If Wade Wilson is Marvel’s most multifaceted, and oddly human, male protagonist yet, it’s only because his cinematic peers are characterized by facile monotony; where Steve Rodgers is more beset by his inane and boyish naiveté than any super villain, Wilson is most beleaguered by his insecurities, chief among them a fragile masculinity that he masks with profanity and a potty mouth.
That hard-R humor makes the film. Whenever it lightens up, even for a second, it lags. The filmmakers are well aware of this, and waste no time in their ‘lampooning’ of the studio that financed this whole affair, beginning with a credits sequence comprising various superhero movie clichés—”hot chick,” “British villain,” etc.—that, by the film’s end, sadly seem more like promises than jokes, as Morena Baccarin gets to do nothing but look hot as Wilson’s love interest and Ed Skrein has the charisma of a cardboard cutout of a cardboard cutout as Ajax, easily the least frightening and most uninteresting villain in recent memory.
The film hinges on Ryan Reynolds as Wilson, the casual mercenary who, after being diagnosed with cancer, is wronged, naturally, and subsequently becomes the titular “super”. Reynolds has yearned to play Deadpool for more than a decade, and his enthusiasm is not only evident but infectious. Despite his story being utterly unmoving in its asininity and staleness, we care for Wilson because there’s seemingly nothing Reynolds won’t do to make this film work. We have fun because he has fun.
There’s really no plot to cover because Deadpool is a classic superhero origin story in that it is plotless and predictable. Its nonlinear structure ensures that nothing surprising happens, and this wouldn’t be all that bothersome if the film bothered to skewer this shortcoming like it does many of its others.

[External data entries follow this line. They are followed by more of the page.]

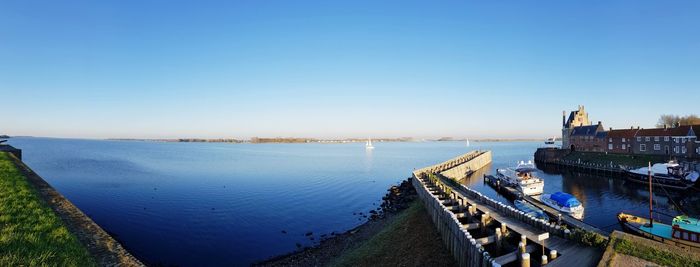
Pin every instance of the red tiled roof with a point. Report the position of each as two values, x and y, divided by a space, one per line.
626 133
677 131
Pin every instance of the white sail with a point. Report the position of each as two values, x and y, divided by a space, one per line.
368 145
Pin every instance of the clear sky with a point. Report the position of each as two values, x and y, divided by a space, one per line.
166 69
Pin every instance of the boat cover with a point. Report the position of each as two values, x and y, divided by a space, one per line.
687 223
565 200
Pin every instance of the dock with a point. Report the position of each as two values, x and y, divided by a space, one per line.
480 231
565 218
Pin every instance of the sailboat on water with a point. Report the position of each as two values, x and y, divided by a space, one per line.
683 231
369 145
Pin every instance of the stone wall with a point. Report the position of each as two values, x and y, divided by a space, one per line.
473 163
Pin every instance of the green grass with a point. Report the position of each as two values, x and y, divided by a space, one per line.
410 240
590 239
654 255
31 234
621 159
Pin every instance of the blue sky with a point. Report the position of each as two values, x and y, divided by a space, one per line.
166 69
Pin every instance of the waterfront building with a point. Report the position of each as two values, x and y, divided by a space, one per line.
679 141
576 118
621 140
589 138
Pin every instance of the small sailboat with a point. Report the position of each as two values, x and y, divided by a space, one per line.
683 231
521 178
530 209
565 203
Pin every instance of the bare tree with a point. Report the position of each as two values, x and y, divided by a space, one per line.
673 120
667 120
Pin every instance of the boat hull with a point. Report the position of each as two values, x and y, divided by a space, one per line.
576 213
669 183
632 224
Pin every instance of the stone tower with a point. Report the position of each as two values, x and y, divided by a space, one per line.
576 118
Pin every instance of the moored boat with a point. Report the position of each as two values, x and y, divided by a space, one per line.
669 175
683 231
530 209
549 141
565 203
521 178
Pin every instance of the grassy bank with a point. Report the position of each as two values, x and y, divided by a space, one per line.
410 240
653 254
31 234
619 159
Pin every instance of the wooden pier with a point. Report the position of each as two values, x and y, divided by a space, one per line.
480 231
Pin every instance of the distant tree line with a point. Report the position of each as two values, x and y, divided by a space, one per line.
669 120
280 140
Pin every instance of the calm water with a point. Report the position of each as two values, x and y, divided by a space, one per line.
199 204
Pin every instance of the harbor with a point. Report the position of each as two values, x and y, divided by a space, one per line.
475 227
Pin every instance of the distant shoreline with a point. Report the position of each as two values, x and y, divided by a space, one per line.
311 140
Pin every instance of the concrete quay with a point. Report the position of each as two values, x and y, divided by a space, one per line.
480 231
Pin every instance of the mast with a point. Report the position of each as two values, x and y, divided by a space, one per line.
651 215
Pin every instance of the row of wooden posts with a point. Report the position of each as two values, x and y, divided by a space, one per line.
455 162
467 250
442 202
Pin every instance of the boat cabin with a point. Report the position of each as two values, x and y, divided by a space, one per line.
686 228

A few measures are taken to spruce things up a bit, but most of them, especially the two X-Men sidekicks, come off as afterthoughts. The doe-eyed yet surprisingly sadistic taxi driver and blind, crack-addled roommate are nice, and fitting, touches, though.
          Deadpool is at its best when it’s sending up every possible aspect of the Marvel brand. It makes a mistake every time it stops to breathe or explain its pathetic excuse for a plot. The blacker and darker the jokes, the gorier the violence, the better. In other words, the further it gets from a classic Marvel film, the closer it comes to greatness, and that’s probably why it’s so far from perfect.

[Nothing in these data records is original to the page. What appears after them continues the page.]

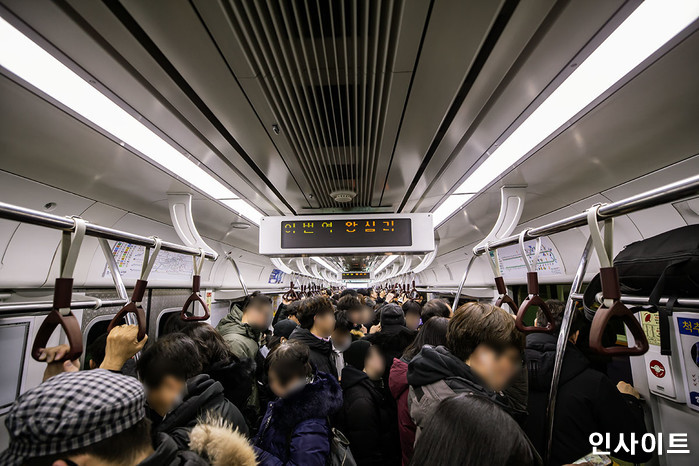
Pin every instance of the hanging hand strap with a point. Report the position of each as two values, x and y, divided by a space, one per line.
62 295
533 299
195 296
139 291
531 266
611 294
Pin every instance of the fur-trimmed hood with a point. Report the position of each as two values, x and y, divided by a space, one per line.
216 440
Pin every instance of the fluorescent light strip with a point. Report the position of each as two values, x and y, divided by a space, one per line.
384 264
647 29
26 59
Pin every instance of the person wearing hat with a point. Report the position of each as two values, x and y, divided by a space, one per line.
368 417
393 337
99 417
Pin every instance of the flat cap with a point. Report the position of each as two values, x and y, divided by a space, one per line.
70 411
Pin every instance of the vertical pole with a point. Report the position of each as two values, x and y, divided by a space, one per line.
463 280
562 342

          Deadpool opened last Friday, February 12, to a record-shattering $132.7 million, the biggest opening weekend ever for an R-rated movie, besting The Matrix Reloaded‘s $91.7 million debut. It is also the biggest-ever opening for 20th Century Fox, the film’s distributor; for a directorial debut; for an X-Men film; for a film released in January or February; and for a film released on President’s Day weekend. (Its four-day cume was $150 million.)